Compared to techniques like enzyme linked immunosorbent assay (ELISA) or mass spectrometry, western blot analysis offers a balance of specificity, sensitivity, and visual confirmation. ELSIA provides highly specific and quantitative data for detecting proteins, antibodies, or antigens in biological samples, but lacks size resolution. Mass spectrometry delivers detailed protein identification but requires complex instrumentation and expertise. Immunohistochemistry allows localization within tissues but is less quantitative. Western blot analysis stands out by combining size-based separation with antibody specificity, enabling detection of post-translational modificationsand isoforms. It is more accessible than mass spectrometry and more informative than ELISA when protein size matters. While not as high-throughput, western blot analysis remains a gold standard for validating protein expression and assessing molecular weight.

Applications

Western blotting is used across biomedical research, diagnostics, and biotechnology. It enables detection of specific target proteins in cell lysates or tissue extracts, making it essential for studying gene expression, signaling pathways, and disease biomarkers. Researchers use it to confirm antibody specificity, validate knockdown or overexpression experiments, and monitor protein modifications like phosphorylation. Immunodetection in western blotting allows for the identification of the target antigen within complex samples. It supports both qualitative and semi-quantitative analysis. In clinical settings, western blotting aids in diagnosing infections and autoimmune disorders. Its adaptability to different sample types and detection systems makes it a versatile tool in proteomics, cell biology, and molecular diagnostics. The protocol supports applications from basic research to translational studies, including the study of protein interactions and binding properties.

Limitations

Despite its strengths, western blotting has limitations. It is time-consuming and requires careful optimization of each step, from sample preparation to detection. Sensitivity can be affected by antibody quality, transfer efficiency, and blocking conditions. Quantification is semi-quantitative at best, and results may vary between experiments. Detection of low-abundance proteins may require signal amplification or enrichment strategies.
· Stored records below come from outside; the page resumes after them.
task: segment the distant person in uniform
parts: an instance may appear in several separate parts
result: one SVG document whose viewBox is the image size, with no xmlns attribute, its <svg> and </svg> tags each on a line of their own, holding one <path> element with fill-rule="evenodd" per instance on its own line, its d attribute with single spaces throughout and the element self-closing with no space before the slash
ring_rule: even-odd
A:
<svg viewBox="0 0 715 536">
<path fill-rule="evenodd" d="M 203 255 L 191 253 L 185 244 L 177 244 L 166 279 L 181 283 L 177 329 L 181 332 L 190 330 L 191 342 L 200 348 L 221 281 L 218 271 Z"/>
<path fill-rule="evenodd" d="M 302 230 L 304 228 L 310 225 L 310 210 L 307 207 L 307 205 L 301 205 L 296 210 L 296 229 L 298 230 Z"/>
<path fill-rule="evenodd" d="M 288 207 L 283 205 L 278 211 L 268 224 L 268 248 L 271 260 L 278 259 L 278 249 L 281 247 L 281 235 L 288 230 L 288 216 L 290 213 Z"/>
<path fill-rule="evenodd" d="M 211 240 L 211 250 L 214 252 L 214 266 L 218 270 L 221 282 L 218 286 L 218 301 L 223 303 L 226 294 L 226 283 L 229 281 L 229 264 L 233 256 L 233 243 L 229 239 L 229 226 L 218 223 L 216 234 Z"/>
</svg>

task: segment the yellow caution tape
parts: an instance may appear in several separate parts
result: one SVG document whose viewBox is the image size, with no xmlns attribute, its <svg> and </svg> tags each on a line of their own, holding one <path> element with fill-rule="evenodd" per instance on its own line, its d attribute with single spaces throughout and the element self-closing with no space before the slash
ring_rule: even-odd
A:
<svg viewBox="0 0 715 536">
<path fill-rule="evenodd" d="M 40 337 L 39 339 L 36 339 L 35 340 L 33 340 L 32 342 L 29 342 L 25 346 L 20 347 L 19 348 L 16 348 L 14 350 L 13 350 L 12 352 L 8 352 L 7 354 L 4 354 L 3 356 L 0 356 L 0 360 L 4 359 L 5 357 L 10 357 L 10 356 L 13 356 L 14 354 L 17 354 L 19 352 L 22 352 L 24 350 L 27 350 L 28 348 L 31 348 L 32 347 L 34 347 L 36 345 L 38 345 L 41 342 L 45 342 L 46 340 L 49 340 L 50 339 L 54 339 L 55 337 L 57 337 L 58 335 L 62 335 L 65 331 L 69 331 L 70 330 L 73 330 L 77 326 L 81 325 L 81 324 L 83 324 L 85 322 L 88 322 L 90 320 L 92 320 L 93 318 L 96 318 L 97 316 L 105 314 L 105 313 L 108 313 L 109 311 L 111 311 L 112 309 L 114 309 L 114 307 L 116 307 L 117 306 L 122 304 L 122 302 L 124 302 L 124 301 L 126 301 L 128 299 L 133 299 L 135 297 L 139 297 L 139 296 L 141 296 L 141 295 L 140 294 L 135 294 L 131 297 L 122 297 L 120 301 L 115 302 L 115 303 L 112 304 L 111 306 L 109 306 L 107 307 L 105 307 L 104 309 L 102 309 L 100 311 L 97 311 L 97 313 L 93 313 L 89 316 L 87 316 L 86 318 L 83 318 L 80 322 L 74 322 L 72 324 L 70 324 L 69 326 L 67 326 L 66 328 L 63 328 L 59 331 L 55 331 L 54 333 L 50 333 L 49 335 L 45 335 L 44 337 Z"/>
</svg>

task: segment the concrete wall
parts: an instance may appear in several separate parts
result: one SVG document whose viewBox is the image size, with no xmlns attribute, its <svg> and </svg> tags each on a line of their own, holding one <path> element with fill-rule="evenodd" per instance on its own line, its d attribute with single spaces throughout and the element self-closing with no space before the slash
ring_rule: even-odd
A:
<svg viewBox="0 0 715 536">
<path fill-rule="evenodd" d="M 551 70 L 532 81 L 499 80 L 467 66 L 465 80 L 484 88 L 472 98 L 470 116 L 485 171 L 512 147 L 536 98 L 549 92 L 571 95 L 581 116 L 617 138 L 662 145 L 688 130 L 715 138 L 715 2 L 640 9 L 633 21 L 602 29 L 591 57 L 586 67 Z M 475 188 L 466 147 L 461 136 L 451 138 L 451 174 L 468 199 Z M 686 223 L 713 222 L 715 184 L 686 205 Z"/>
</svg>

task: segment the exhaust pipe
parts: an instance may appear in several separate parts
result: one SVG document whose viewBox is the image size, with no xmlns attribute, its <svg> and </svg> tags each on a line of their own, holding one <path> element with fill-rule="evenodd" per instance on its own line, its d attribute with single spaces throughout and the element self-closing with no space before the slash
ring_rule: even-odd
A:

Membrane handling and imaging can introduce variability. Additionally, the technique is limited to denatured proteins that can be separated by SDS-PAGE. It does not provide spatial information like immunohistochemistry or comprehensive profiling like mass spectrometry. Proper controls and validation are essential for reliable interpretation.

Troubleshooting

Common issues in western blotting include weak signals, high background, and distorted bands. Weak signals may result from low protein concentration, poor antibody binding, or inefficient transfer. Ensure proper lysis, accurate quantification, and optimized antibody dilutions. High background often stems from inadequate blocking or excessive antibody concentration. Use appropriate blocking buffers and wash thoroughly. Distorted or smeared bands can be caused by overloading wells, uneven gel polymerization, or incorrect running conditions. Verify gel composition and loading volumes. If transfer is incomplete, check membrane activation and transfer settings. Consistent sample handling, clean equipment, and validated reagents are key to troubleshooting and improving results.